How BFS can from a tree on certain directed graph?

Question

It is said said BFS always gives a tree, while DFS gives a forest. But I do not understand how BFS can always give a tree. Consider this graph and starting point b

How do we get a tree here?

Answer 1

The OP refers to the statement made in CLRS with respect to the predecessor subgraph created by the BFS and DFS traversal.

The fact that BFS traversal always gives a BFS tree and not a forest (like in case of DFS) is due to the definition of the predecessor subgraph in case of BFS. It is defined for only one source vertex unlike DFS which is defined for all vertices.

Ref -

Answer 2

BFS not gives a tree. It use queue ,in fact. And alongside with DFS, BFS is also an algorithm to go through the tree.

Answer 3

A tree is basically a connected graph(at least one path between every pair of nodes) with no cycles.
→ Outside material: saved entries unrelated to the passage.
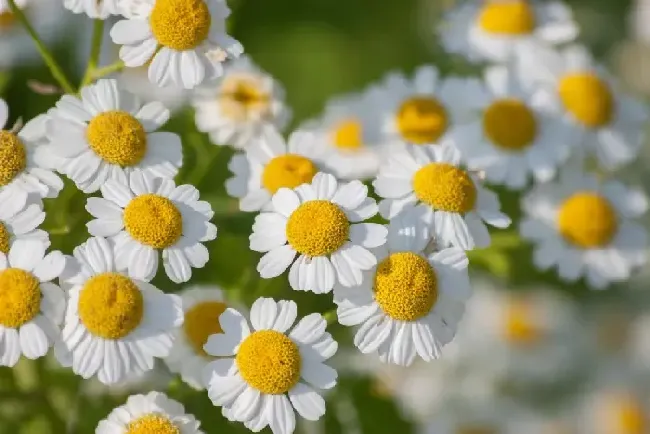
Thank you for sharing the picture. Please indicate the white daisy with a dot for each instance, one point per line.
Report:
(321, 223)
(115, 323)
(149, 215)
(107, 134)
(607, 122)
(430, 178)
(31, 306)
(185, 41)
(511, 136)
(150, 413)
(584, 227)
(495, 30)
(273, 371)
(271, 164)
(235, 110)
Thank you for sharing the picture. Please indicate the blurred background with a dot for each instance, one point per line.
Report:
(532, 355)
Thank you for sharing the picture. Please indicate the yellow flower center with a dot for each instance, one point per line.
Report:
(514, 17)
(406, 286)
(201, 321)
(152, 423)
(153, 220)
(20, 297)
(288, 171)
(13, 158)
(509, 124)
(180, 24)
(587, 220)
(588, 98)
(110, 306)
(422, 120)
(269, 362)
(117, 138)
(317, 228)
(445, 187)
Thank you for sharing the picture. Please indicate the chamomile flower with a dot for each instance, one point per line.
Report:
(31, 306)
(585, 227)
(320, 222)
(453, 199)
(184, 41)
(271, 164)
(495, 30)
(510, 136)
(607, 122)
(106, 135)
(115, 323)
(410, 304)
(149, 215)
(150, 413)
(266, 373)
(235, 110)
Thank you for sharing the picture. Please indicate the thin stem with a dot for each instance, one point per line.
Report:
(49, 60)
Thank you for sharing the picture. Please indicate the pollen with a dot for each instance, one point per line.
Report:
(507, 17)
(317, 228)
(20, 297)
(180, 25)
(406, 287)
(289, 171)
(445, 187)
(153, 220)
(587, 220)
(510, 124)
(422, 120)
(117, 138)
(587, 98)
(110, 306)
(269, 361)
(202, 321)
(13, 158)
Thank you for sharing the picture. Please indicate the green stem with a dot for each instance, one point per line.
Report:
(49, 60)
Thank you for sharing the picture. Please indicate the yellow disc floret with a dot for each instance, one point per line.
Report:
(110, 306)
(20, 297)
(269, 362)
(180, 24)
(201, 321)
(153, 220)
(317, 228)
(509, 17)
(422, 120)
(509, 124)
(445, 187)
(13, 158)
(587, 220)
(588, 98)
(406, 286)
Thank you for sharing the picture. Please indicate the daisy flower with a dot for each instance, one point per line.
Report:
(184, 41)
(510, 136)
(409, 304)
(115, 323)
(271, 164)
(321, 223)
(606, 121)
(149, 215)
(235, 110)
(31, 306)
(266, 373)
(150, 413)
(453, 199)
(494, 30)
(106, 135)
(584, 227)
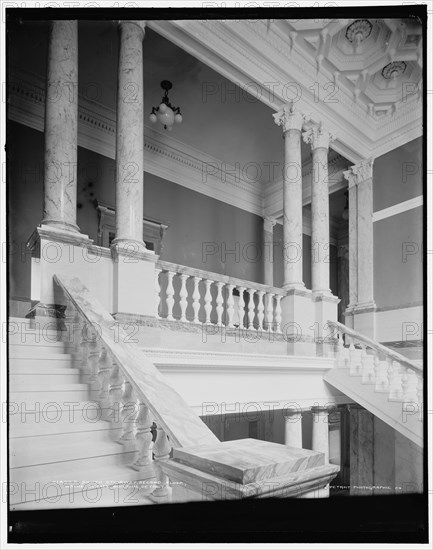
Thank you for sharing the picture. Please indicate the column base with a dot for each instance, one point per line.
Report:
(362, 318)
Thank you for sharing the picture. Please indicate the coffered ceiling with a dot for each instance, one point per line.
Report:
(361, 78)
(378, 61)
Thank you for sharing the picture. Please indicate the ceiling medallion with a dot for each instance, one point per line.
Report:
(393, 70)
(358, 31)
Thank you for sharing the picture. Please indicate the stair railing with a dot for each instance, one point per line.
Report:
(388, 371)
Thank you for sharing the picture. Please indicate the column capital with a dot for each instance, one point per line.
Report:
(360, 172)
(319, 137)
(269, 223)
(141, 25)
(289, 118)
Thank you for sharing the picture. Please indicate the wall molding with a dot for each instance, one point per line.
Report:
(255, 53)
(164, 156)
(398, 208)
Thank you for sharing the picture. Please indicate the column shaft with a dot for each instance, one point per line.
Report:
(320, 222)
(293, 430)
(129, 136)
(353, 244)
(320, 251)
(292, 122)
(365, 242)
(268, 251)
(61, 124)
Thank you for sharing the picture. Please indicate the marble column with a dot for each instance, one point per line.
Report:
(61, 125)
(129, 138)
(320, 440)
(292, 121)
(293, 428)
(268, 251)
(360, 313)
(320, 139)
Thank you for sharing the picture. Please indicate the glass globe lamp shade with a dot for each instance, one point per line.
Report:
(166, 117)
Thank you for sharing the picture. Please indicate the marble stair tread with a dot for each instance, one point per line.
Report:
(74, 469)
(248, 460)
(59, 448)
(68, 423)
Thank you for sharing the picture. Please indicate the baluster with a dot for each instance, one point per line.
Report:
(161, 450)
(170, 295)
(183, 297)
(354, 360)
(381, 372)
(341, 359)
(241, 306)
(196, 299)
(219, 301)
(269, 311)
(157, 292)
(208, 300)
(129, 412)
(105, 366)
(367, 367)
(85, 349)
(394, 379)
(419, 388)
(409, 382)
(115, 395)
(143, 437)
(251, 292)
(260, 310)
(278, 313)
(230, 312)
(93, 362)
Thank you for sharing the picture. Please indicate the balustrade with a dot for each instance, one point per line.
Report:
(196, 296)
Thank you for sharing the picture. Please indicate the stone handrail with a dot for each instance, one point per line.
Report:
(226, 279)
(395, 356)
(222, 300)
(400, 379)
(131, 374)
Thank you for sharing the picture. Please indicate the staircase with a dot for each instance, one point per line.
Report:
(384, 382)
(64, 450)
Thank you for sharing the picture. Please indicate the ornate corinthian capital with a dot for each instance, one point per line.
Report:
(360, 172)
(289, 118)
(319, 137)
(140, 25)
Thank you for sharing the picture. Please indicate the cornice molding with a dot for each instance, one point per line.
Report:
(164, 156)
(247, 52)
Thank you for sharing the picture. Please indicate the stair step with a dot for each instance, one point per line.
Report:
(51, 377)
(32, 349)
(28, 451)
(66, 424)
(114, 486)
(60, 394)
(89, 468)
(53, 413)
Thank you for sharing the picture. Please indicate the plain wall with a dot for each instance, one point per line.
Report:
(197, 223)
(398, 239)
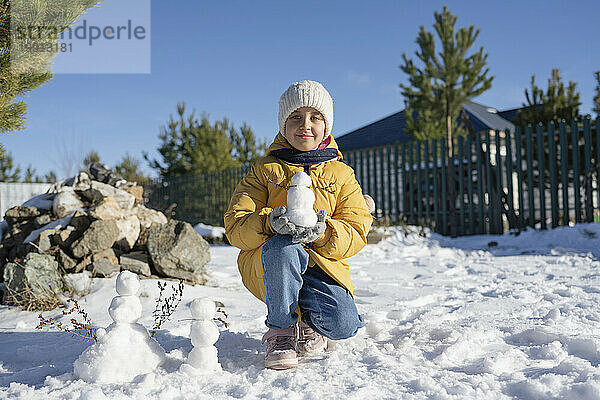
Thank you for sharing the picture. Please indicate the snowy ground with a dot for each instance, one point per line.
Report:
(446, 319)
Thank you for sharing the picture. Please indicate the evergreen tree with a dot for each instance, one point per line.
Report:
(129, 168)
(437, 90)
(50, 177)
(192, 146)
(556, 104)
(8, 171)
(23, 70)
(246, 149)
(597, 96)
(446, 81)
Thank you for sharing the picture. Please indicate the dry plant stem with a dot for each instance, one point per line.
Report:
(83, 329)
(165, 307)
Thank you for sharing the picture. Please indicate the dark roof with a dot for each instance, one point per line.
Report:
(391, 128)
(483, 118)
(387, 130)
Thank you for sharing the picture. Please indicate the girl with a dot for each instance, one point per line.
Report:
(300, 273)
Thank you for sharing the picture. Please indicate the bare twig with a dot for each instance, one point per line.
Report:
(165, 307)
(83, 329)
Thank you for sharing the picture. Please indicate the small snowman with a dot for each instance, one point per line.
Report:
(125, 350)
(300, 201)
(204, 334)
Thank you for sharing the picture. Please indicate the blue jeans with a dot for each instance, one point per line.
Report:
(326, 306)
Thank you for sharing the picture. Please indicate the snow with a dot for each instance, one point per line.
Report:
(124, 350)
(300, 201)
(204, 333)
(210, 231)
(481, 317)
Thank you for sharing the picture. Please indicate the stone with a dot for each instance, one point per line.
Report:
(81, 220)
(136, 262)
(147, 216)
(43, 219)
(129, 231)
(83, 264)
(143, 237)
(44, 240)
(124, 199)
(101, 235)
(178, 251)
(136, 191)
(81, 181)
(65, 262)
(19, 251)
(18, 232)
(107, 208)
(91, 195)
(21, 213)
(109, 254)
(65, 202)
(102, 173)
(42, 201)
(78, 284)
(65, 237)
(36, 276)
(103, 268)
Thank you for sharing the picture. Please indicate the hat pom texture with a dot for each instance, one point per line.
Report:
(306, 94)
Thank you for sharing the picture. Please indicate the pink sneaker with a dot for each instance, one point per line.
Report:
(310, 341)
(281, 348)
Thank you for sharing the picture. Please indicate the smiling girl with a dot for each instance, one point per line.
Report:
(302, 274)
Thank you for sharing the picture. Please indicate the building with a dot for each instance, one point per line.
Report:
(391, 128)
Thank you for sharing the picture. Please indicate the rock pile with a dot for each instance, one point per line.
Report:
(94, 222)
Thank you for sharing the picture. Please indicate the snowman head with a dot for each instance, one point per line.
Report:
(202, 308)
(301, 179)
(128, 283)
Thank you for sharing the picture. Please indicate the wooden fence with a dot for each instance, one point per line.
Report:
(502, 180)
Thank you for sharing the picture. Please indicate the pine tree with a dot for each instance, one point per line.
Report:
(597, 96)
(191, 146)
(8, 171)
(23, 70)
(129, 169)
(50, 177)
(246, 149)
(556, 104)
(437, 91)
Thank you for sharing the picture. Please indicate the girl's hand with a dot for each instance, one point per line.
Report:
(281, 224)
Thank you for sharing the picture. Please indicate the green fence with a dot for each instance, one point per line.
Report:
(194, 198)
(543, 177)
(502, 180)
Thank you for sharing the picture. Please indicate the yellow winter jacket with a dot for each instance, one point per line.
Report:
(264, 188)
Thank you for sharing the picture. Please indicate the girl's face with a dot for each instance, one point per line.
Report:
(305, 129)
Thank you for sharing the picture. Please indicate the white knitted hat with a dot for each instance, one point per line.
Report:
(306, 94)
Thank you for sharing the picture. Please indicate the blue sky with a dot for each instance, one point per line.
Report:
(234, 59)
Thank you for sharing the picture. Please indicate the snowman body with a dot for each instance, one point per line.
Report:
(204, 333)
(300, 201)
(125, 350)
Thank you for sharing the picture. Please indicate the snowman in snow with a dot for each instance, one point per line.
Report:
(125, 350)
(298, 218)
(204, 333)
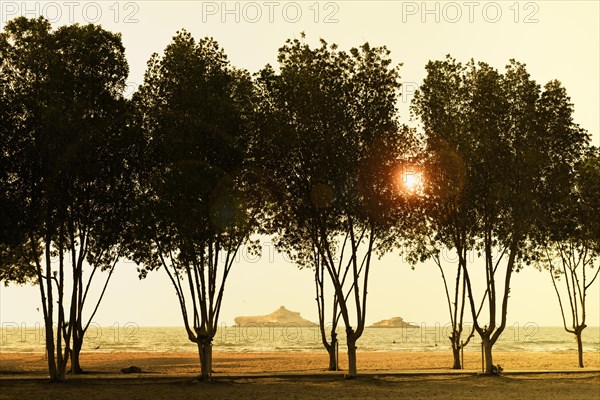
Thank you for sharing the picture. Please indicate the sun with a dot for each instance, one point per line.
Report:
(410, 181)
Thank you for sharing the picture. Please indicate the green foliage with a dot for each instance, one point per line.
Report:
(193, 109)
(68, 164)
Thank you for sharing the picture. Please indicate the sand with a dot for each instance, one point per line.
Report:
(258, 376)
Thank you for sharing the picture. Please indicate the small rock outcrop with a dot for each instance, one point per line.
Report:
(395, 322)
(131, 370)
(279, 317)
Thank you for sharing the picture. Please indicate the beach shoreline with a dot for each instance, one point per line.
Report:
(302, 376)
(168, 363)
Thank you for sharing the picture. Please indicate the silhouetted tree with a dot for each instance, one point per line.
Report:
(570, 242)
(67, 165)
(194, 209)
(327, 127)
(496, 135)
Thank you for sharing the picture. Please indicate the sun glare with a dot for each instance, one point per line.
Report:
(411, 181)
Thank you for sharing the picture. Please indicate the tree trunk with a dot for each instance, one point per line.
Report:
(352, 371)
(332, 350)
(487, 351)
(456, 355)
(205, 353)
(52, 370)
(579, 348)
(76, 350)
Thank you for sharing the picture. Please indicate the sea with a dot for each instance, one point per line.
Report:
(129, 337)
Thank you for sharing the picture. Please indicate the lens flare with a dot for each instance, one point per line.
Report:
(410, 181)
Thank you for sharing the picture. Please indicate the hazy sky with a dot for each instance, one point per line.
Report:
(556, 39)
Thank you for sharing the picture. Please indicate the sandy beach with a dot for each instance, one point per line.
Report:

If we do BFS on a connected graph, we will visit every node in the graph and each node is visited only once. So, there is only one path from starting node to every node we visit, since we visit it only once. There is also only one path between any pair of nodes by same argument as above (it will make more sense if you imagine a graph and comprehend). So, there are no cycles and hence it's a tree.

Answer 4

Don't understand why you have a directed graph and an terminal starting point b. From b, it can go nowhere but stay at b.

If it not directed, then it will be b->a->c->d, no matter it is BFS or DFS.

First time heard DFS returns a forest. Guess people think this because every time it reaches end it will return to parent node.